Contudo, essa racionalização já não se sustenta. “O animal, na ciência, não configura um objeto de experimentação, pois ele não é um modelo para representação fisiológica do humano e apresenta várias falhas metodológicas e diversas anomalias de previsão do modelo baseado em outras espécies animais para a espécie Homo sapiens”, diz o cientista.
Para ele, “o animal, na ciência, é um objeto de proteção moral aos humanos vulneráveis. Ele foi incluído primeiramente para proteger os humanos vulneráveis dos crimes científicos exatamente pela separatividade. Quando, em uma relação de poder extremamente polarizada, um grupo da espécie Homo sapiens perde socialmente a característica de humano, ou seja, se afasta daquilo que um grupo de mais poder considera como igual, ele também pode ter privilégios retirados e ser transformado em objeto. Isso acontece na escravidão, ou no nazismo, e acontece diariamente sob várias relações de opressão na atualidade”.
Conforme Bachinski, as iniciativas de mudança esbarram em privilégios do poder e construções inconscientes. “O grande desafio é olhar para nós mesmos e ver quais relações de poder sustentamos enquanto privilegiados. Largar os privilégios é uma decisão individual. É um desafio também por serem construções inconscientes, escondidas em mecanismos de defesa”.
“Ninguém deseja ser opressor, mas reproduzimos relações de poder através da manutenção de privilégios sociais. Essas relações são uma busca por vantagens em relação à vida, atuações colonizantes do outro, que transformam o outro em objeto. O nosso consumo, a disposição social, a consideração moral, a formação política, tudo passa por uma construção social moldada em relações de poder e, se não observarmos nossa práxis, continuaremos a reproduzir como algo natural, sem conseguir sequer ver a demanda do outro, muitas vezes sem conhecer o outro que oprimimos. Mas o outro só existe quando existe a relação sujeito-objeto, quando existe relação de poder. Desconstruir o outro como objeto e reconhecer ele com seus interesses tão importantes quanto os nossos, é o desafio. É olhar o mundo de frente e ter coragem de largar os privilégios”.
Na produção de alimentos, as relações de poder dos humanos sobre os animais causam problemas ambientais e sociais
Na entrevista, Bachinski comenta também impactos ambientais e os desperdícios de recursos promovidos pela pecuária. Segundo ele, 90% dos impactos gerados pelas monoculturas são desperdiçados quando elas são utilizadas para alimentar animais destinados à produção de carne, ovos ou laticínios. “Em torno de 79% da soja brasileira é utilizada para produção de ração. E a soja representa 49% da produção de grãos do Brasil. Assim, em torno de 38% da produção de grãos no Brasil é utilizada para alimentar animais”.

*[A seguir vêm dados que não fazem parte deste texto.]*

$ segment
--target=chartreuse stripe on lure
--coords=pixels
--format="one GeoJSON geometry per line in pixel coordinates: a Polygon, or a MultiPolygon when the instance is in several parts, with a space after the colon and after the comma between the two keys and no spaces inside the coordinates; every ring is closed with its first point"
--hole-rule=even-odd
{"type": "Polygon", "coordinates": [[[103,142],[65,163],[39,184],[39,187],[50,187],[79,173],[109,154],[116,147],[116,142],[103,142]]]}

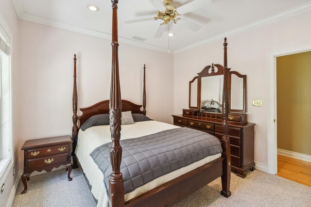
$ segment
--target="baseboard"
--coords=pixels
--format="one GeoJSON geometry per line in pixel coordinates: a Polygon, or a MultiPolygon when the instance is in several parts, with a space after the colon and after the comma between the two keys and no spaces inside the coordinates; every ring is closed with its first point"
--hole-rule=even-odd
{"type": "Polygon", "coordinates": [[[261,171],[268,173],[268,165],[260,163],[258,162],[255,162],[255,168],[257,170],[261,170],[261,171]]]}
{"type": "Polygon", "coordinates": [[[283,155],[284,156],[290,157],[298,159],[311,162],[311,156],[305,155],[304,154],[299,153],[298,152],[292,152],[282,149],[277,148],[277,154],[283,155]]]}
{"type": "Polygon", "coordinates": [[[17,175],[17,178],[15,182],[14,183],[14,188],[12,190],[12,193],[11,193],[10,199],[9,200],[9,206],[12,207],[13,205],[13,202],[14,201],[14,198],[15,198],[15,195],[16,195],[16,191],[18,188],[18,185],[19,185],[19,182],[20,182],[20,177],[23,174],[23,171],[19,171],[18,174],[17,175]]]}

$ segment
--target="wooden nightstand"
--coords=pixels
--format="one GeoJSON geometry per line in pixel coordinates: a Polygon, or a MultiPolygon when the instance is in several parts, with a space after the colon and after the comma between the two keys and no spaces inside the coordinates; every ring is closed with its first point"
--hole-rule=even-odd
{"type": "Polygon", "coordinates": [[[54,167],[64,165],[68,170],[68,180],[72,180],[70,177],[72,169],[70,161],[72,143],[72,140],[69,135],[25,142],[21,148],[24,150],[24,173],[21,181],[24,187],[21,194],[27,191],[27,180],[35,170],[50,172],[54,167]]]}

“E apenas 10% disso, ou seja, 3,8% realmente contribuirá com a nutrição da população que se alimenta do animal”, complementa. “Indiretamente, no processo de produção de ração animal, a humanidade perde 34,2% da produção de grãos brasileiros que poderiam alimentar diretamente os humanos em uma economia alimentar baseada em plantas”.
Tanto o pasto quanto a monocultura destinada à alimentação dos animais de produção afetam também a biodiversidade. Isso porque, por exemplo, restringem os territórios dos animais daquela região. “Muitas vezes, espécies básicas necessárias para aquele bioma desaparecem, gerando o desaparecimento de uma linha de sucessão ecológica”. Essa alteração compromete a cadeia alimentar.
De acordo com Bachinski, em 2018, o Brasil utilizava 664.784 km² para a agricultura. Nessa ocasião, uma área de 227.356 km² foi utilizada apenas para alimentar animais destinados à alimentação humana, uma área maior que o estado de Roraima.
Ele acrescenta ainda que 70% da produção de soja brasileira é para exportação, às custas do incremento de problemas ambientais e sociais. “Juntamente com essa perda de grãos e exportação vão-se todos os subsídios necessários para a produção, como o desgaste da terra e a perda local de minerais, gasto de água, modificação dos cursos dos rios, diminuição de habitats, queimadas, trabalho humano, uso de implementos agrícolas e sofrimentos envolvidos na negação de direitos básicos aos animais”.